Fino a pochi decenni fa, il senso comune associava istintivamente l’attività del pubblicare al lavoro di figure professionali quali ad esempio scrittori, giornalisti, redattori e editori, ma anche tipografi e librai. Tale legame era riconfermato dagli sforzi di chi professionista non lo era: pubblicare la propria opera conferiva — e tuttora conferisce — un certo prestigio, talvolta in grado di emancipare dallo status di dilettante. Una volta stampato, anche il libro più scadente esprime una qualche autorevolezza. Consideriamo, a tal proposito, il preconcetto insito nella locuzione vanity press: gli autori che pagano a proprie spese la pubblicazione di un manoscritto sarebbero guidati dal bisogno di alimentare la propria reputazione anziché dalla volontà di diffondere il proprio lavoro. Il termine «pubblicare» era quindi strettamente connesso al settore dell’editoria e, come abbiamo indirettamente dedotto, era inestricabilmente legato alla produzione per mezzo della stampa. Una cosa è certa: solo una ristretta minoranza della popolazione pubblicava. E, se ci limitiamo a considerare i libri stampati, le cose stanno ancora così.

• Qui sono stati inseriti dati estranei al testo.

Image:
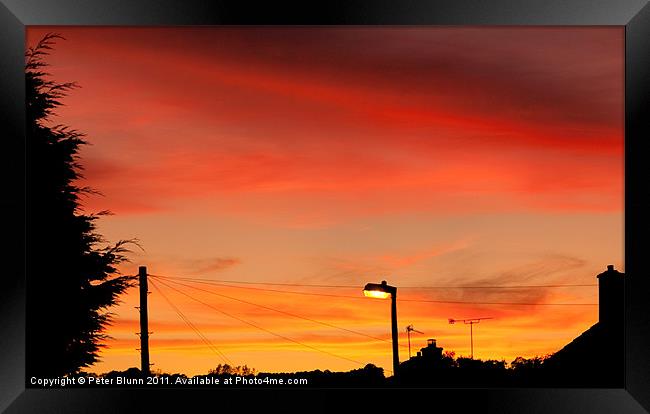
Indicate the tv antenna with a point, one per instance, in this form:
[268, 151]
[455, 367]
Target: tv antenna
[471, 323]
[410, 329]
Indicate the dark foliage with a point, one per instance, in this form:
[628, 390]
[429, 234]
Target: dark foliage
[71, 275]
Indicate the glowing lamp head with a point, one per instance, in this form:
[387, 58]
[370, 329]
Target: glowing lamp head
[379, 290]
[376, 294]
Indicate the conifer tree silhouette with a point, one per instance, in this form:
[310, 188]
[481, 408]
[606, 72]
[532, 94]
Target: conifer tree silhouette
[72, 280]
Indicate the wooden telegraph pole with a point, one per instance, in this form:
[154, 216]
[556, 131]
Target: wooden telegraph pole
[144, 322]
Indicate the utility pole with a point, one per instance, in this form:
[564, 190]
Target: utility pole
[410, 329]
[393, 313]
[144, 322]
[471, 323]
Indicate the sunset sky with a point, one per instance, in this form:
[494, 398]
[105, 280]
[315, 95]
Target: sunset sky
[339, 156]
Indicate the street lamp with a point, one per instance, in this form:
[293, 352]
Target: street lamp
[383, 291]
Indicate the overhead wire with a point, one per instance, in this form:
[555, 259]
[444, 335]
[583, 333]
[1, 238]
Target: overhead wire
[399, 299]
[196, 330]
[401, 287]
[261, 328]
[286, 313]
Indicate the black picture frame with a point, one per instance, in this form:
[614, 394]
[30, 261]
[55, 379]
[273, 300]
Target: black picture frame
[633, 14]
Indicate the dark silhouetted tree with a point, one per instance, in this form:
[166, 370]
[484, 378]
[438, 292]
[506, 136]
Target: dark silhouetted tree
[71, 274]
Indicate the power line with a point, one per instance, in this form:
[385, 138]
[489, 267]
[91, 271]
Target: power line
[399, 299]
[285, 313]
[210, 345]
[401, 287]
[261, 328]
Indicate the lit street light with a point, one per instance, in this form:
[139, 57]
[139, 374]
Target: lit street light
[383, 291]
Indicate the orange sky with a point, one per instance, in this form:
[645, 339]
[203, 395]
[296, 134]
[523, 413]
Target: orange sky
[339, 156]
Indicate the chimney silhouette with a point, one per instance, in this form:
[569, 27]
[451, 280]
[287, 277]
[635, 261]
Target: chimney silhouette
[611, 297]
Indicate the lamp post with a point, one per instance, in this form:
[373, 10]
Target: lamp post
[383, 291]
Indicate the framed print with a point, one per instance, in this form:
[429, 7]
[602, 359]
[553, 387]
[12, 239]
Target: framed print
[282, 205]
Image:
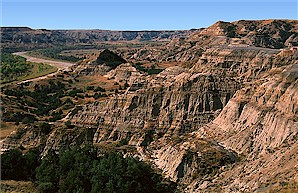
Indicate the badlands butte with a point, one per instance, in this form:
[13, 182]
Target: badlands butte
[213, 109]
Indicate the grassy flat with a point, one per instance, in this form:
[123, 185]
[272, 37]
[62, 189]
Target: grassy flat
[38, 70]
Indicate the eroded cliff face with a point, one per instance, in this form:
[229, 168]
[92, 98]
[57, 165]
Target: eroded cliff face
[260, 125]
[226, 124]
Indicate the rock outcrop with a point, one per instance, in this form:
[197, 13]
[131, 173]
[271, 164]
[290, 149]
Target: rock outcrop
[228, 123]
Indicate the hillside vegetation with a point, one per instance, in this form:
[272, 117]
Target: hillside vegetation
[16, 68]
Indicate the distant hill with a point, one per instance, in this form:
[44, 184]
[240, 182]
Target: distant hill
[27, 35]
[109, 58]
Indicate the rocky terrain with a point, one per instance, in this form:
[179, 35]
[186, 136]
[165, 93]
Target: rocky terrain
[38, 37]
[224, 119]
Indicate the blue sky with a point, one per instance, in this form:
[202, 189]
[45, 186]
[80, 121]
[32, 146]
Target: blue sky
[139, 15]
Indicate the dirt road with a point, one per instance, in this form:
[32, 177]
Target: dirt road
[62, 66]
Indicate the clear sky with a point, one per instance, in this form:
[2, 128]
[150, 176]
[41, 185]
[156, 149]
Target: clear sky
[139, 15]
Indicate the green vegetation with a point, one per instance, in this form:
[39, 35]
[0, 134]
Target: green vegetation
[16, 166]
[13, 66]
[81, 170]
[16, 68]
[150, 71]
[110, 59]
[55, 53]
[43, 101]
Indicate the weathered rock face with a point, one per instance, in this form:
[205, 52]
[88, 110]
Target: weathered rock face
[261, 125]
[227, 124]
[25, 35]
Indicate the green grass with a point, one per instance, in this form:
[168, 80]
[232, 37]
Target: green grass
[38, 70]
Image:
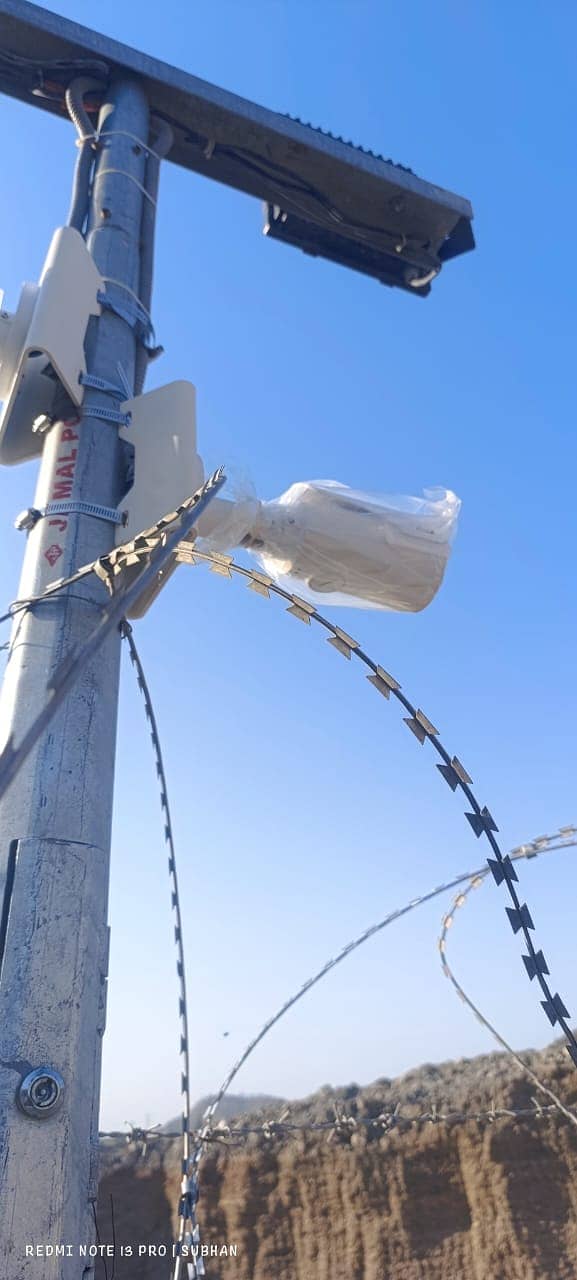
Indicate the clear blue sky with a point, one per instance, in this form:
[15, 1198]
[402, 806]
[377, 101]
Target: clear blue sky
[303, 809]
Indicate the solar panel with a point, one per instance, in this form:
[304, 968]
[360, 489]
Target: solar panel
[321, 193]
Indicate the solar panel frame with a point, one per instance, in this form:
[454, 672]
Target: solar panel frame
[321, 182]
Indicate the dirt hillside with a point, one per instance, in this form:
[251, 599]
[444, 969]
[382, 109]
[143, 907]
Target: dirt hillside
[431, 1201]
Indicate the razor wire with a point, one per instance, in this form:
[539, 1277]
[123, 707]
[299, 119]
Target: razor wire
[187, 1228]
[156, 551]
[541, 845]
[452, 769]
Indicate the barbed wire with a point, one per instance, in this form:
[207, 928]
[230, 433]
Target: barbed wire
[155, 548]
[188, 1233]
[343, 1124]
[543, 845]
[450, 768]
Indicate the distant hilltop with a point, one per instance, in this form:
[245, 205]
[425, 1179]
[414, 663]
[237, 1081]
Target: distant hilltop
[233, 1105]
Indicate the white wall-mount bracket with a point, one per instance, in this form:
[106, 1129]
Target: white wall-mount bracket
[166, 466]
[47, 330]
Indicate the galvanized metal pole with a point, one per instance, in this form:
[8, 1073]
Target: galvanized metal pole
[56, 817]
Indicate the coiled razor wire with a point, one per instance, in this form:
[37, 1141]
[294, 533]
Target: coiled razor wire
[452, 771]
[155, 548]
[343, 1125]
[187, 1225]
[564, 839]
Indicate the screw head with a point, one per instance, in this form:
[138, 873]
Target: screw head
[41, 1092]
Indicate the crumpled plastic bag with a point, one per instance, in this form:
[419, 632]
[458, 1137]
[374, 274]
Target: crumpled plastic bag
[340, 547]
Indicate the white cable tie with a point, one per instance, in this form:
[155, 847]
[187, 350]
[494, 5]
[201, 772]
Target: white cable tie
[119, 284]
[126, 133]
[129, 176]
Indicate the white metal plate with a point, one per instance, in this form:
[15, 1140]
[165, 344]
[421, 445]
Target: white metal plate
[166, 466]
[58, 320]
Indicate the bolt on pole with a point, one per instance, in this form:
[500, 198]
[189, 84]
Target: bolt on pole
[55, 819]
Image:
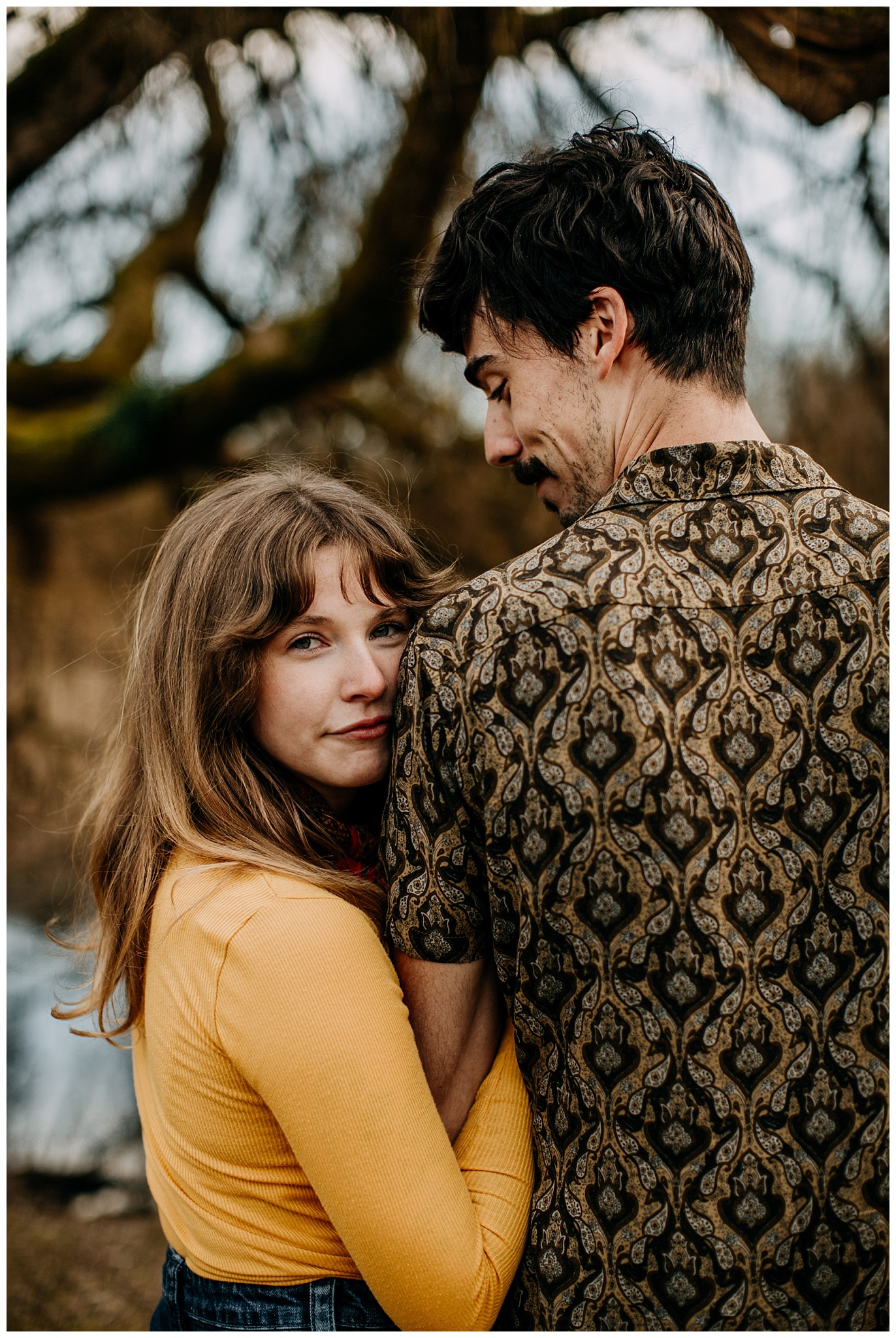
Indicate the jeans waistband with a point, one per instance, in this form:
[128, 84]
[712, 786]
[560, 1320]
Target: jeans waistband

Tuttavia, a partire dagli anni Ottanta, con la diffusione dei personal computer e, in seguito, con l’utilizzo sempre più radicato di internet, il termine «pubblicare» ha acquistato un respiro più ampio. Se il desktop publishing ha fatto della tipografia un’attività ordinaria (chi non ha mai sentito nominare il Times New Roman?), la rete ha prodotto un nuovo ambiente in cui pubblicare, potenzialmente accessibile a tutti. Le accezioni del termine si sono dunque moltiplicate e il suo utilizzo nel linguaggio comune è presumibilmente incrementato. Con le sue numerose varianti terminologiche — dotate di sfumature retoriche (condividere), tecniche (postare) o corporative (twittare) — il pubblicare fa ormai parte della routine online. Un dato non irrilevante: su Google, la ricerca più frequente, dal 2004 a oggi, associata al termine «pubblicare» è relativa a Facebook, seguita dal più tradizionale «pubblicare un libro».

Tali sviluppi ci spingono a riflettere sul rapporto che intercorre tra l’editoria come settore professionale e la pubblicazione come esercizio quotidiano, e perciò a tratti invisibile, da parte degli utenti del web. Ha senso tracciare un confine netto tra questi due ambiti? È possibile identificare o costruire un quadro di riferimento che tenga conto delle loro influenze reciproche, attraverso una concezione olistica delle pratiche del pubblicare? Da dove partire? Esploriamo innanzitutto le definizioni forniteci dai dizionari. Nella sua accezione più generica, pubblicare corrisponde a «rendere pubblico, cioè noto a tutti, far conoscere pubblicamente, divulgare» (Treccani). Una più specifica sfera semantica fa riferimento all’attività editoriale come mestiere, con un frequente accento sull’aspetto commerciale e sull’impiego della stampa: è il caso, ad esempio, del New Oxford American Dictionary, che indica l’«occupazione o attività di redazione e diffusione di libri, riviste e altro materiale per la vendita». Il Dictionary of Publishing and Printing aggiorna la definizione includendo i formati elettronici. Come nota lo scrittore e editore britannico Michael Bhaskar (1993), tali definizioni fanno del pubblicare un’attività scissa da quella dell’autore, e in qualche modo successiva a essa. Pur non essendo esaustivo, questo rapido excursus ci consente di individuare le polarità del pubblicare sull’asse di ciò che potremmo definire interferenza o mediazione. Mentre la prima accezione, analoga al semplice dichiarare, possiede un grado minimo di mediazione, la seconda indica una pratica implicitamente costituita di diverse fasi e attori in gioco. Infine, tra le accezioni meno comuni, ce n’è una particolarmente interessante poiché evidenzia l’aspetto clandestino di colui che pubblica, il quale «pronuncia, passa o mette in circolazione un documento contraffatto» (Webster’s).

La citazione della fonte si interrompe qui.